The main advantage of the lump-sum taxation regime is that it allows foreign nationals to benefit from a significant reduction in Swiss income and net wealth taxes on their foreign assets and income while, at the same time, retaining the right to dispose of these assets.

As long as he or she fulfills the conditions, a taxpayer can benefit from the lump sum tax regime for life.

Ordinary tax regime

The ordinary tax regime can be quite attractive due to very low income and wealth tax rates in certain cantons as well as the general exemption of gains made on the disposal of private movable assets. In some cantons, the maximum income tax rate is in the range of 20% to 22%. On top of this, a number of tax planning options are available under the ordinary tax regime, particularly in a cross-border context. These may include step-up reorganizations, placing assets in trust or other measures to separate the ownership of assets in a tax-efficient manner. 
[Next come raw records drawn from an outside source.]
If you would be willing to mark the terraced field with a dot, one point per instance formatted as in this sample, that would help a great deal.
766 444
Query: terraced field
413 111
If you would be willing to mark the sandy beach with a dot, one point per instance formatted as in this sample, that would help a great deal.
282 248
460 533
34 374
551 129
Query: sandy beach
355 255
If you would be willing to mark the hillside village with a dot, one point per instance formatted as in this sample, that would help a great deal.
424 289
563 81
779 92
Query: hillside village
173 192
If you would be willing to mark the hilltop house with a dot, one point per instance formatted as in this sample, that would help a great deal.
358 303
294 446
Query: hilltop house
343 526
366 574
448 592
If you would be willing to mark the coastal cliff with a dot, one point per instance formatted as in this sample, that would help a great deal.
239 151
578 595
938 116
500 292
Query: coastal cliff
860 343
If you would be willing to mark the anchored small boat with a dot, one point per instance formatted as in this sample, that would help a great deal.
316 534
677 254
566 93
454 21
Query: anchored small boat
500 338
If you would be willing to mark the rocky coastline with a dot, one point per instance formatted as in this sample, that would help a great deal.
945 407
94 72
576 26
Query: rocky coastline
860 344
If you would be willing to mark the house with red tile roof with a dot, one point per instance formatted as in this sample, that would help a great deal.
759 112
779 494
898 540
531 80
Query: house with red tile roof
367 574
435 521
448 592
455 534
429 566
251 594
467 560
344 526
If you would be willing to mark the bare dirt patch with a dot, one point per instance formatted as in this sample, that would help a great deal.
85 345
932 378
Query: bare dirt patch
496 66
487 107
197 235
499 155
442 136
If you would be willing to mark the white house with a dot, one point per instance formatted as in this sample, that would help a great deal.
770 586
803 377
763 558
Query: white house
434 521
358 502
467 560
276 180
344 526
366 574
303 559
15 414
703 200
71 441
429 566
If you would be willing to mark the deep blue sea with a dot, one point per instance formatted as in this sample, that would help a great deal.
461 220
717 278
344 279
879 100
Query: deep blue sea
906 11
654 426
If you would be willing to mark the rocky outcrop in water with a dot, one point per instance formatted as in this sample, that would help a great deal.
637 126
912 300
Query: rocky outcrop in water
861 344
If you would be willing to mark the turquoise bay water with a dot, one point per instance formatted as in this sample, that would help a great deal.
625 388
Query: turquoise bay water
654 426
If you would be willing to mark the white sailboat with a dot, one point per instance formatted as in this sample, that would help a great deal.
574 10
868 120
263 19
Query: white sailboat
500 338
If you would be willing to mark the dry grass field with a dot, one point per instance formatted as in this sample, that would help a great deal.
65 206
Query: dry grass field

Gift and inheritance taxes

Gift and inheritance taxes are levied solely at the cantonal level. In all cantons, transfers to spouses are exempt, and in most cantons, transfers to the children are also exempt. Some cantons do not levy such taxes at all.

Taking up residence in Switzerland

EU/EFTA nationals are entitled to take up residence in Switzerland, provided that they are financially independent. Additional requirements apply to nationals of non-EU/EFTA countries: depending on the circumstances, the granting of a residence permit may be subject to a minimum tax charge, employment, the establishment of a business or the existence of close ties to Switzerland.


Taking a step back, it is clear that the environment we live in is changing at a rapid pace. Long-term planning is becoming a challenging task. While it is important to monitor the details of specific developments, we should not lose sight of the bigger picture. More than ever, geopolitical, economic and political trends need to be considered before major decisions are made.